FAMOUS AS THE ONLY LIZARDS THAT SWIM IN THE OCEANS, marine iguanas (Amblyrhynchus cristatus) are found in only one place: the Galapagos Archipelago in the eastern Pacific off Ecuador.
There are also three species of non-swimming land iguanas in the Galapagos. All the iguanas in the Galapagos are believed to have descended from a common ancestor that made its way to the islands from South America on rafts of vegetation, with A. cristatus splitting off some 10.5 million years ago.
The marine iguanas are found on practically every island in the Galapagos that has a suitable rocky shoreline and access to the sandy areas needed for laying egg nests. Like all iguanas, they are herbaceous – they survive mainly on a diet of algae. In line with the Galapagos’ brand of island-specific evolution, different subspecies inhabit each island, the most apparent differences being in coloration.
While marine iguanas are renowned for being able to swim away from the coast, hold their breath and dive to depth to graze on algae on the sea bottom, only the larger, stronger males actually do so. Most often, they do dives that last for 10 to 15 minutes and reach depths of 30 feet. But they’ve been clocked at being underwater for as long as an hour, and going much deeper.
While the bigger males swim, the females and smaller males stick to land and work the intertidal zones to fulfill their daily herbaceous diet.
The result is two distinct behaviors; the off-shore swimmers bask in the sun until mid-day, when their bodies have warmed up sufficiently to endure the wave action and temperatures. The intertidal grazers are stuck with reacting to the ebb and flow of the tides.

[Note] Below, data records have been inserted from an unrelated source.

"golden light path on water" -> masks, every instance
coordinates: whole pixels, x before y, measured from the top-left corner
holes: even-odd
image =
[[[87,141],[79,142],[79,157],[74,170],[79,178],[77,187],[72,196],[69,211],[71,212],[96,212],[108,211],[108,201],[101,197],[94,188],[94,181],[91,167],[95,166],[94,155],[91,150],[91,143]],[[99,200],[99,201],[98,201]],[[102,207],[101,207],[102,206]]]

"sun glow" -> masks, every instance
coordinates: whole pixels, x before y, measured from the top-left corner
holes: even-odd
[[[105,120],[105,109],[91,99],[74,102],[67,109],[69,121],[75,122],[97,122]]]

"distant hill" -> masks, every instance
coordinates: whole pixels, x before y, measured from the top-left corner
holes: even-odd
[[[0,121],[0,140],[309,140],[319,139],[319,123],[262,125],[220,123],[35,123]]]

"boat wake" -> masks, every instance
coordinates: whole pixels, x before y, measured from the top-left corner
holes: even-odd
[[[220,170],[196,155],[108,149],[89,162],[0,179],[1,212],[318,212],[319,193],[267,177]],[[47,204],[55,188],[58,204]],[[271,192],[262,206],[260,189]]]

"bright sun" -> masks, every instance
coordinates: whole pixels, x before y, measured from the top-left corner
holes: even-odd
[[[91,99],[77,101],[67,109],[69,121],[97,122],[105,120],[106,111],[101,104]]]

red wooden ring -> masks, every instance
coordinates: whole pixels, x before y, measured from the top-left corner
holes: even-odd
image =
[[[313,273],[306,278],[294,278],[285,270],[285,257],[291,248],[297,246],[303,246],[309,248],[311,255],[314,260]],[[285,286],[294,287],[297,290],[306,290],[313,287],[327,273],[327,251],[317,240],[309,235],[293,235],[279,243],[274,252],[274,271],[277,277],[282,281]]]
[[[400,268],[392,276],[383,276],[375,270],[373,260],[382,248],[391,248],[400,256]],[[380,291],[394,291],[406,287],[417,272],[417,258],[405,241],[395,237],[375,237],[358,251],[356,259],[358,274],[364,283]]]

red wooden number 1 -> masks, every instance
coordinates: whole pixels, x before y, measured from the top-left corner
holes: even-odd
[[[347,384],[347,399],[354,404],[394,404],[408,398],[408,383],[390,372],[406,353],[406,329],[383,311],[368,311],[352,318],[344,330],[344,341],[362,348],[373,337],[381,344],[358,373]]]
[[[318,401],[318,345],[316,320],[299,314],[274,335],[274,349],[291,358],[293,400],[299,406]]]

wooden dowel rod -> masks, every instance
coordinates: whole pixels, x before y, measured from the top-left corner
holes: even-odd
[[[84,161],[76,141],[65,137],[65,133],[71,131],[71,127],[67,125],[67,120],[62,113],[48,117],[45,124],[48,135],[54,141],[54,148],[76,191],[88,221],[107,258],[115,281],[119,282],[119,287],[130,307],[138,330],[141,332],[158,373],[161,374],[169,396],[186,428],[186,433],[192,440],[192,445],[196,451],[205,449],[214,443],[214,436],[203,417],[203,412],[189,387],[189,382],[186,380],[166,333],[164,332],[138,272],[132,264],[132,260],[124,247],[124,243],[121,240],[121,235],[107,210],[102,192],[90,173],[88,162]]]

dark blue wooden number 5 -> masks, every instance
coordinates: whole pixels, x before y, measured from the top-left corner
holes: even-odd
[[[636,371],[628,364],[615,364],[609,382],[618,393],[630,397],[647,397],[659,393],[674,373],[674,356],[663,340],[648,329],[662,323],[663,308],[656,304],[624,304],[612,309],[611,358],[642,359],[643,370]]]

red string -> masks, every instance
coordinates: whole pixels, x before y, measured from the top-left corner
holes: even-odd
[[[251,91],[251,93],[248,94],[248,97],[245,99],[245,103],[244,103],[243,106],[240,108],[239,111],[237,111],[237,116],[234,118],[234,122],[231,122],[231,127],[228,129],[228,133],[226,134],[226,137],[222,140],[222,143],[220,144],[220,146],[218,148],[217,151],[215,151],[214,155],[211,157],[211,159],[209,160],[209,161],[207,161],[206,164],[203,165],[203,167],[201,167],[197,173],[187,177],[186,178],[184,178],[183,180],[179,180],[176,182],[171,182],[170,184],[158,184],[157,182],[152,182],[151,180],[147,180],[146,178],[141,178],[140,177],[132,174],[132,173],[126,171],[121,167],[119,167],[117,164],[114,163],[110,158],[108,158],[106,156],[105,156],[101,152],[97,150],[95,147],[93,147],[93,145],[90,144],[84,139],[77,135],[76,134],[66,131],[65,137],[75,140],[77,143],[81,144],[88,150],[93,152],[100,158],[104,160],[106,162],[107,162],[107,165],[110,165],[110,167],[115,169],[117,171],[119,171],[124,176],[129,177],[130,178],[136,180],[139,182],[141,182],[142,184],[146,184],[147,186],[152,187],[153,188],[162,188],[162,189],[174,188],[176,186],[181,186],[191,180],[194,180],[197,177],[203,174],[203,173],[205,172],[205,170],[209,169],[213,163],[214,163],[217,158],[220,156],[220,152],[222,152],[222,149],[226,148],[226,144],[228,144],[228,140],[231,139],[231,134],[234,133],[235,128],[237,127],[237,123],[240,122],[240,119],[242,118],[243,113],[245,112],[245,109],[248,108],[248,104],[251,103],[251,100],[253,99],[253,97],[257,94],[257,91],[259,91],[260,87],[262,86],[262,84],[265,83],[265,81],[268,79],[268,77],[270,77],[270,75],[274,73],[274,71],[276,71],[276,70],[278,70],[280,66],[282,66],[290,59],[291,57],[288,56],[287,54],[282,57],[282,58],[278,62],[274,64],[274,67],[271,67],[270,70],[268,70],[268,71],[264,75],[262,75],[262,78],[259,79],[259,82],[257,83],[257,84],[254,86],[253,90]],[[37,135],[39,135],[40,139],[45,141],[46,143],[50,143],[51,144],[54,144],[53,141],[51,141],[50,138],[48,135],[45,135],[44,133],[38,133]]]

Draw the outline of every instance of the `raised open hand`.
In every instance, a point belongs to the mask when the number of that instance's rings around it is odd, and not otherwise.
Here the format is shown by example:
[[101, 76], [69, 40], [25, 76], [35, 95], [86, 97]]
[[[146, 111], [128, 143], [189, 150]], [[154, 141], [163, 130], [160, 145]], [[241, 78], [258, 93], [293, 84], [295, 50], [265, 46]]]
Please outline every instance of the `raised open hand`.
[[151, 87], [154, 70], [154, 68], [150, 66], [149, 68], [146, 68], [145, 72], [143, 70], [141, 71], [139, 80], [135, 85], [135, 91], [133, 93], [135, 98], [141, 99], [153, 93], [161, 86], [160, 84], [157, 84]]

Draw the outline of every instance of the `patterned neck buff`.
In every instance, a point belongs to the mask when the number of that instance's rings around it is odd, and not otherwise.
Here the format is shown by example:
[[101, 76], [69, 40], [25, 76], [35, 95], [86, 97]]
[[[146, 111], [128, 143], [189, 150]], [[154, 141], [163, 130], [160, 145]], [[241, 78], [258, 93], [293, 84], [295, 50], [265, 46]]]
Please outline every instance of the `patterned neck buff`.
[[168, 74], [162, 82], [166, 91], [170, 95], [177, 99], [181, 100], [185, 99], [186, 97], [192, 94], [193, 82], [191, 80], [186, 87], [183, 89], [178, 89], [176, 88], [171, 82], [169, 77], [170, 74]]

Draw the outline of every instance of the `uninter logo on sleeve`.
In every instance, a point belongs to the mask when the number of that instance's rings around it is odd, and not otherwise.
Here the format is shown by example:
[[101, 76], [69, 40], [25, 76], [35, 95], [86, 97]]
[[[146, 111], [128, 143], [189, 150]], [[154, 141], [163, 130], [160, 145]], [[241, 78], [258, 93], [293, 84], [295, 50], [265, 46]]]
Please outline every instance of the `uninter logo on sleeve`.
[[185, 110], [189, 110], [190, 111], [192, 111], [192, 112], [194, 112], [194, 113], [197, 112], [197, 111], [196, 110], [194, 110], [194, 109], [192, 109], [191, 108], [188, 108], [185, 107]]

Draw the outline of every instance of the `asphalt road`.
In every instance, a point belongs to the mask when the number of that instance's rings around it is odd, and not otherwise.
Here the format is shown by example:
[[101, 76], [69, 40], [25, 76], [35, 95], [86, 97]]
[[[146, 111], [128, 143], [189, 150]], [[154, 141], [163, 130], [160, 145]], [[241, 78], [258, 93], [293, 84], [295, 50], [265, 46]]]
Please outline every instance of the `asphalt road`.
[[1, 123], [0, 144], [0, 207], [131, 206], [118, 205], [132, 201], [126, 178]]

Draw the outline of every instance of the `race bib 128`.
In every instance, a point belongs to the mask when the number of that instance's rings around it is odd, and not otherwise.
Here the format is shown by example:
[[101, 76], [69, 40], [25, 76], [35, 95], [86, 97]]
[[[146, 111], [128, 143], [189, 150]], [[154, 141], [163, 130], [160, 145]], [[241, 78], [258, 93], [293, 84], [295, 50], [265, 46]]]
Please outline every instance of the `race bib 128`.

We tend to see algae as green, fleshy, messy stuff that covers everything. Marine iguanas don’t eat that. They actually eat varieties of short red or green algae – less than one centimeter high – that aren’t readily obvious to our eyes.
As opposed to land iguanas, A. cristatus has evolved short, blunt noses useful for grazing on this rock-based algae. Basically, their legs are useless in the water and they swim with their flattened tails, like a fish. On the on the other hand, their feet have sharp claws, useful for climbing on rocks.
Since the salt in saltwater can be toxic, Galapagos marine iguanas have evolved a special gland connected to the nostrils that allows them to expel salt from their bodies by “sneezing.” The faces of both male and females can appear lighter in color – from encrustation by this salt.
Guarding their large harems against rivals during mating season, large males often bob their heads as threatening gestures or fight with each other. A “fight” consists of two males putting their heads against each other and pushing.
After mating, females find suitable nesting spots in sandy areas, dig a burrow and lay one to four eggs, which take several months to hatch. They guard them for several days to make sure other females don’t try to use the space for their own nests and then abandon them. Hatchlings resemble miniature adults. A hatchling that makes it into adulthood can live 50 years or more.
Galapagos iguanas don’t have many natural predators in the water but on land are preyed on by snakes and birds. On many of the islands they are seriously threatened by introduced mammals, including rats, feral cats and dogs. Breeding and invader-control programs have succeeded in restoring populations on several islands but overall the problem is not considered resolved.
PRINCIPAL SOURCES: Galapagos, A Natural History, Michael H. Jackson, University of Calgary Press; “Iguanas and Lizards,” Galapagos Conservatory;“Marine Iguanas,” Cornell University.